Please note that the requirements may vary depending on the bank’s policy.

It can be a lengthy process and can require a few weeks, depending on the bank and the specifics of the situation.

International Banks

Some of the international banks which operates in Saudi Arabia:

  • Emirates NBD
  • National Bank of Bahrain (NBB)
  • National Bank of Kuwait (NBK)
  • Deutsche Bank
  • BNP Paribas
  • J.P. Morgan Chase N.A
  • Industrial and Commercial Bank of China (ICBC)
  • Qatar National Bank
  • First Abu Dhabi Bank (FAB)
  • Bank of China Limited
  • Banque Misr
  • National Bank of Iraq

Major Local Banks

  • Saudi National Bank (SNB)
  • Al Rajhi Bank
  • Saudi British Bank (SABB)
  • Riyad Bank
  • Banque Saudi Fransi (BSF)

Local B2C Payments Tools

Global payment tools such as Visa, Mastercard, PayPal, or Apple Pay are widely accepted in Saudi Arabia.

Additional tools:

BayanPay: A payment gateway aggregator that enables payment solutions for B2B, B2C, and B2G customers. It supports various payment methods, such as credit cards, debit cards, prepaid cards, bank transfers, and e-wallets.

OneCard: A prepaid card that can be used to shop online, pay bills, recharge mobiles, and transfer money. It can be purchased at various outlets or online, and it can be recharged using various methods, such as bank transfers, ATM deposits, or cash payments.

Mobiamo: A mobile payment solution that allows users to pay for online purchases using their mobile phone balance. It supports over 240 mobile operators in more than 80 countries, including Saudi Arabia.

STC Pay: A digital wallet that allows users to send and receive money, pay bills, shop online, and withdraw cash from ATMs. It is powered by Saudi Telecom Company (STC), the largest telecom provider in the country.

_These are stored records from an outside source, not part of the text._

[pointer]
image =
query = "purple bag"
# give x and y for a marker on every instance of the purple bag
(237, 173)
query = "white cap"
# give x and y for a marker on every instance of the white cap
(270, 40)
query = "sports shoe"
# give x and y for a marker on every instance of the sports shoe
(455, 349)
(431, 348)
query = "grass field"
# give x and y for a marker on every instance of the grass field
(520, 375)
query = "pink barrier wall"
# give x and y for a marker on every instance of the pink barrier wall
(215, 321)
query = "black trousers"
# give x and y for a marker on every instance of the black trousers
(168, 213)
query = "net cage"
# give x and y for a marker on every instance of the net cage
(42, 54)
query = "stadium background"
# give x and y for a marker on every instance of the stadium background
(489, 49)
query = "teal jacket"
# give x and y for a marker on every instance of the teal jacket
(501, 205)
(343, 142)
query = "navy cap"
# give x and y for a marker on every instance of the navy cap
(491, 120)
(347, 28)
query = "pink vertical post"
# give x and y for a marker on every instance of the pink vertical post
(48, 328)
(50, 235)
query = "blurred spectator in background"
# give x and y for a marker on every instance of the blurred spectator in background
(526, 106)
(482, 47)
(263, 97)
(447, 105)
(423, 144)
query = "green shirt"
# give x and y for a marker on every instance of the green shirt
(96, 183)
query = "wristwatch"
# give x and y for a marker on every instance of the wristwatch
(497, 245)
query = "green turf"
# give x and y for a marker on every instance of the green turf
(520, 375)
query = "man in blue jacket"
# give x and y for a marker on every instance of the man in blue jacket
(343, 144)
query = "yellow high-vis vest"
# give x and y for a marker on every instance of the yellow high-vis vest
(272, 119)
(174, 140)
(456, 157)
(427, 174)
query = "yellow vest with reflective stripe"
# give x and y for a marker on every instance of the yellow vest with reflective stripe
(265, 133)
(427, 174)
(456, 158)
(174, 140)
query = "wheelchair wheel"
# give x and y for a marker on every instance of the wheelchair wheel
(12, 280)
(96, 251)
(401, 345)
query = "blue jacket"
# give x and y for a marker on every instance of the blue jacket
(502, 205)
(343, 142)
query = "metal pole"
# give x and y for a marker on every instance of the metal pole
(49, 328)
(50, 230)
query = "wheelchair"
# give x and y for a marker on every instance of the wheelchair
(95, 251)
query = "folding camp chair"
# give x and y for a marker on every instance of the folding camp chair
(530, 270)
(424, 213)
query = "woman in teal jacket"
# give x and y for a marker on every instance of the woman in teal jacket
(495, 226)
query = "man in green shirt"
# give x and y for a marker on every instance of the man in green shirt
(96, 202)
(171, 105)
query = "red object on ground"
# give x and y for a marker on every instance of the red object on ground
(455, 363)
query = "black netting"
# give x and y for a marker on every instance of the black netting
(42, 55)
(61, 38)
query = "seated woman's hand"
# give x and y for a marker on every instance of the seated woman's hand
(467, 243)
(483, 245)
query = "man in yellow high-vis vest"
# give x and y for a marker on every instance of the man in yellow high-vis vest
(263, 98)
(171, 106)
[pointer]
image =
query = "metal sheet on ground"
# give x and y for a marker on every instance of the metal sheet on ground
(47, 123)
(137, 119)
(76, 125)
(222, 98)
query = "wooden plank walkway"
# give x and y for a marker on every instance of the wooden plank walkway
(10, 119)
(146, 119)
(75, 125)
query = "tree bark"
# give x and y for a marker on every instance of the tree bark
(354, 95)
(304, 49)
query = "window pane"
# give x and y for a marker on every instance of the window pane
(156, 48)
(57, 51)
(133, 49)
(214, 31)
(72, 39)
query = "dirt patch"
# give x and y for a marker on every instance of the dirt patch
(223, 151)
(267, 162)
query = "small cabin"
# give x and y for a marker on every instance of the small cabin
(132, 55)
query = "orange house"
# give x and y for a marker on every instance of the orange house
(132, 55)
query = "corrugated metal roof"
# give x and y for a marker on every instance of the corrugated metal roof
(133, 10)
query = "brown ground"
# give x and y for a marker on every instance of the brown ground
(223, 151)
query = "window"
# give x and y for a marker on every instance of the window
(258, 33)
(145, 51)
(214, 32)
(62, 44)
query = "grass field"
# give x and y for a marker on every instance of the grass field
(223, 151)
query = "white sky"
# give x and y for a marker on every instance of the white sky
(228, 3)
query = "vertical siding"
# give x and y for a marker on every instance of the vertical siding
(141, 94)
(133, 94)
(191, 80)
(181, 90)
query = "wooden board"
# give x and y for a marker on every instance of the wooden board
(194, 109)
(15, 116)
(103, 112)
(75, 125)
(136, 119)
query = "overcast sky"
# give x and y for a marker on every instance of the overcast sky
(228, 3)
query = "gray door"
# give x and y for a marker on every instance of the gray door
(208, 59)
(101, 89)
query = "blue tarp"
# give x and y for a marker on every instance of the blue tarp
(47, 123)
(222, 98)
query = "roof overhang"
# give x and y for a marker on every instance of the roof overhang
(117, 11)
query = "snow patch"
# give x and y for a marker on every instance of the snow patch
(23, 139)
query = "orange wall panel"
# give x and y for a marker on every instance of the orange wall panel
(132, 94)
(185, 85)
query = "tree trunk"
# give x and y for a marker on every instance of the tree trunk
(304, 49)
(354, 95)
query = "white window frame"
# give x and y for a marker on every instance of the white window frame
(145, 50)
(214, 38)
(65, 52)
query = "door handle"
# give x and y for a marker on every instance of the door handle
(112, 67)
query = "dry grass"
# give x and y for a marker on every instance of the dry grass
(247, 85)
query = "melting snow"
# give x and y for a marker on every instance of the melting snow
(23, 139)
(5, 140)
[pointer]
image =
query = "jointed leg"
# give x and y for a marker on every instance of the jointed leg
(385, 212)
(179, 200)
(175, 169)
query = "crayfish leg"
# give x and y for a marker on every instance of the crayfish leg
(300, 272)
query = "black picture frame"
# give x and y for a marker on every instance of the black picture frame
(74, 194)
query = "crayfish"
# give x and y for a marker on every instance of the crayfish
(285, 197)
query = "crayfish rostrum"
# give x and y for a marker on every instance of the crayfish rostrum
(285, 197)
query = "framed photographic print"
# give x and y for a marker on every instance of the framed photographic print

Cryptocurrency is not officially recognized as legal tender in Saudi Arabia. The Saudi Arabian Monetary Authority has warned against Bitcoin as it is not monitored or supported by any regulatory body. Banks are banned from dealing with the cryptocurrency. The official stance of the Saudi government is that “unauthorized virtual currencies are illegal inside the Kingdom of Saudi Arabia”. However, there are no restrictions on individuals purchasing or spending Bitcoin.